Основное богословие, или Христианская апологетика (Лега) - страница 17

Так вот как раз задача основного богословия состоит в том, чтобы восстановить истинную картину — отсутствие противоречий между различными областями человеческого знания; показать, что все эти области человеческого знания входят в одну большую картину, которая называется религией. Это тот идеал, к которому должна стремиться христианская религия, это тот идеал, к которому стремится основное богословие. Вот конкретные апологетические задачи.

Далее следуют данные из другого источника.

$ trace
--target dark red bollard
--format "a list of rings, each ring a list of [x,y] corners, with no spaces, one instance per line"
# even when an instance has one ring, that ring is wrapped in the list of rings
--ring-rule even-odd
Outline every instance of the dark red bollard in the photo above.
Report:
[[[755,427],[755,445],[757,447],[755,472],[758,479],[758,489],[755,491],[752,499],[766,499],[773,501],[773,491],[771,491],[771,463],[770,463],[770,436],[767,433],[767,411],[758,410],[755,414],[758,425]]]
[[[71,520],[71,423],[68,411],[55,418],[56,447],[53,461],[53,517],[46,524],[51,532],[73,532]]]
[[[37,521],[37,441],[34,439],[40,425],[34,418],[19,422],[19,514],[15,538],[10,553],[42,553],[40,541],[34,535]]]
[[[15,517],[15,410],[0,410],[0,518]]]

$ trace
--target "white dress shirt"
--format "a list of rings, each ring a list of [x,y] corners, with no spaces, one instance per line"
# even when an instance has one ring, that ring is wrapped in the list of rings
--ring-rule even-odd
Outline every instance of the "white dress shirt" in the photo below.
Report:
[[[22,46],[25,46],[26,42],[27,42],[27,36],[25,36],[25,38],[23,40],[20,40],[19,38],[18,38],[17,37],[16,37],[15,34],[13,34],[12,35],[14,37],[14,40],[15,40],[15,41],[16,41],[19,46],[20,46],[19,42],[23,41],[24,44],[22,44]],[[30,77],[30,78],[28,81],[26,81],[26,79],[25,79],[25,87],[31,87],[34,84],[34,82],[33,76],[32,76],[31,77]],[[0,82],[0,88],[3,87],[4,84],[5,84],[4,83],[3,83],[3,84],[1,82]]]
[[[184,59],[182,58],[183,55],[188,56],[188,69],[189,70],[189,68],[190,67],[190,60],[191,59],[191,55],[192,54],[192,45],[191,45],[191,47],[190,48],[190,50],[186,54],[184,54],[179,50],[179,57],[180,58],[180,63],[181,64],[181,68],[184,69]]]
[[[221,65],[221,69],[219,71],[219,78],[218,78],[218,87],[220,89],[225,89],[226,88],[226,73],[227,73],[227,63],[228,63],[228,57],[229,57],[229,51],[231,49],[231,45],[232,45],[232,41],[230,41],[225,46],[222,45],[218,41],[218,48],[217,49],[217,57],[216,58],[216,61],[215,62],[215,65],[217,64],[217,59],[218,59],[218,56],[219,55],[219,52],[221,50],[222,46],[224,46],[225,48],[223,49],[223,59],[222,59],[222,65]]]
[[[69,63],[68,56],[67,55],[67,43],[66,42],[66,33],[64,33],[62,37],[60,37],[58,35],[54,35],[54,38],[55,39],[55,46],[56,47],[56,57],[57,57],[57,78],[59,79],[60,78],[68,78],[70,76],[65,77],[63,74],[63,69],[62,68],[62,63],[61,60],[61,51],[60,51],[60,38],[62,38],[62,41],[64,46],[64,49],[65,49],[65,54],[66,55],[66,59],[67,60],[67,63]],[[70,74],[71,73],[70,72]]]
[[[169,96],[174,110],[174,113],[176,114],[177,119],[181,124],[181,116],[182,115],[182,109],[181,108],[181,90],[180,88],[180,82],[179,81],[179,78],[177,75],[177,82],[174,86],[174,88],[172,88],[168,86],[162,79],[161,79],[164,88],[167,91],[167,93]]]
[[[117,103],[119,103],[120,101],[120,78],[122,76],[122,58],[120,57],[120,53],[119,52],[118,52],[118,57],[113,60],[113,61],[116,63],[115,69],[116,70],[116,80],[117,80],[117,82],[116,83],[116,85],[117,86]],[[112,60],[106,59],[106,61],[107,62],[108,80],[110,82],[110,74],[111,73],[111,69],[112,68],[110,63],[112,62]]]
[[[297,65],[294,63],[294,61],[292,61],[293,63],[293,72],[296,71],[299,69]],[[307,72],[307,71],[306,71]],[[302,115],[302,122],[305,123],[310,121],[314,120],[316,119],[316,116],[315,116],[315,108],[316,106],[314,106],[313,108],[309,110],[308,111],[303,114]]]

Те задачи, которые я перечислил в первой лекции, показывают, что наука с ее убежденностью в существовании законов мира, не противоречит чудесам, описанным в Писании. Сейчас показывают, что учение о сотворении мира не противоречит истинности геологии и биологии и т. д. Есть конкретные апологетические задачи, которые вписываются в общую картину основного богословия. Поэтому понятен и тот термин основного богословия — показывает основу, основу всего и вся: всех остальных наук, в том числе и богословия, которое может рассматриваться как некоторая наука в ряду других наук; показывает его культурные и сверхъестественные основы. Вот, надеюсь, я ясно донес до вас ту задачу, которая стоит перед специалистом и преподавателем по основному богословию. Но главное, на чем мы основываемся всегда, — на учении об одной и единой истине. Можно говорить в лучшем случае, используя схоластический язык, об учении о двойственной истине. Не о двух истинах, а о двойственной истине. Это учение, которое разделялось Галилео Галилеем, Михаилом Васильевичем Ломоносовым. Его основной принцип заключается в том, что есть различные пути к истине: есть путь естественнонаучный, есть путь религиозный. Нельзя с физическим инструментарием идти в храм Божий. И, наоборот, бессмысленно заниматься физическим экспериментированием, используя тот же метод, который мы используем в литургии. Всему свое место. Есть разные пути к одной истине, но истина одна. К этому мы можем добавить, что может быть не два пути, а много путей. Есть путь философский, есть путь искусства и т. д. Но как понимать это раздвоение истины, ее размножение на, казалось бы, противоречащие друг другу истины? Если можно употребить такую геометрическую метафору, то, скорее всего, надо говорить не о различных истинах, а о проекциях единой истины, которая превосходит человеческий разум. Нашим поврежденным первородным грехом разумом, который раздробился на различные осколки, мы воспринимаем ее как некую проекцию. Поэтому нам кажется, что ее проекции противоречат друг другу. Но если истина превосходит разум, это не значит, что истина противоречит разуму. О различии этих двух терминов — превосхождении разума и противоречии, превосходстве и противоречии говорил еще Лейбниц.